Prisma - You Name It review
|Album:||You Name It|
|Release date:||January 2012|
03. Alpha Fiasko
04. 123 Part 1
07. The Loyal
08. God's Heir
10. Armada Insanity
11. Trigger Architect
Warning: The word Tool will be over-mentioned in this article .
Before I begin talking about Prisma's latest, I need to make something clear here . In the last few years, we noticed a decent number of bands being wholly influenced by the dynamical structures & evolving sound of none other than the American progressive rock mynheers, Tool . You can notice the tendency toward a much more deeper sound with melodic and apparent bass lines, irregular time signatures, Adam Jones' kinda riffs & spiritual soundscapes that transgress the typical approach of composition in rock and metal music. In bands such as Rishloo, Soen, Isis, & Mastodon you can notice the aforementioned tendencies . Even slightly affected by the Toolish elements like Katatonia's Dead End Kings as some critics described. This simply goes on because Tool successfully created a whole genre of their own over the past two decades and validate it with their penetrating lyrics and their artistic and weird music videos aspects that gave them a firm yet innovating identity .
The Swiss Prisma is not different from the aforementioned bands, but on their second studio album, You Name It, we can see the birth of Prisma's own sound, even though it's not quite clear yet . If you'd pretend that you have never heard of a band named Tool, you can see the different approach they took in "Epigon ", "Broker" and at the end of "God's Heir" . But away from those tracks, the album still sound Toolish!

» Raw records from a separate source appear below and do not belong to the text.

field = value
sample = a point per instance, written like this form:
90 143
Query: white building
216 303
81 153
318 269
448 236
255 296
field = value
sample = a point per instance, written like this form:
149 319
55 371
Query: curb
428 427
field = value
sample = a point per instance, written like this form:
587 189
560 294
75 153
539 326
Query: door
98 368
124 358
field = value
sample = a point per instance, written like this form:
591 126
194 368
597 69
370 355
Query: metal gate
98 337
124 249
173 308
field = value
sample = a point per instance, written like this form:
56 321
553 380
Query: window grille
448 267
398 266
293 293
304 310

We can't consider them original without any actual experimentation, but they're actually good in what they are doing. Armed with their powerful explosive guitar riffs, big sinuous bass lines, progressive tribal drums arrangement and the mystical vocals of Michael Luginbühl, which almost sound Sufi which I personally admired, Prisma managed to deliver a decent progressive rock album. You Name It will interest prog-fans as well as Tool fans who will find homage in "Seceder" since they almost gave up their patience from waiting 7 years for the reluctant Tool to produce a new record .
In overall, I'm glad that Prisma passed the "2nd album curse" but I am not sure if they can manage to produce any different or more personal sound in the future. Even though as a Tool fan, hearing a similar sound to my favorite band will get me excited, I'll stick to what Steven Wilson said in an interview, that metal is decaying by the copycat approach and no new accomplishments on the experimentation level (except for some bands of course).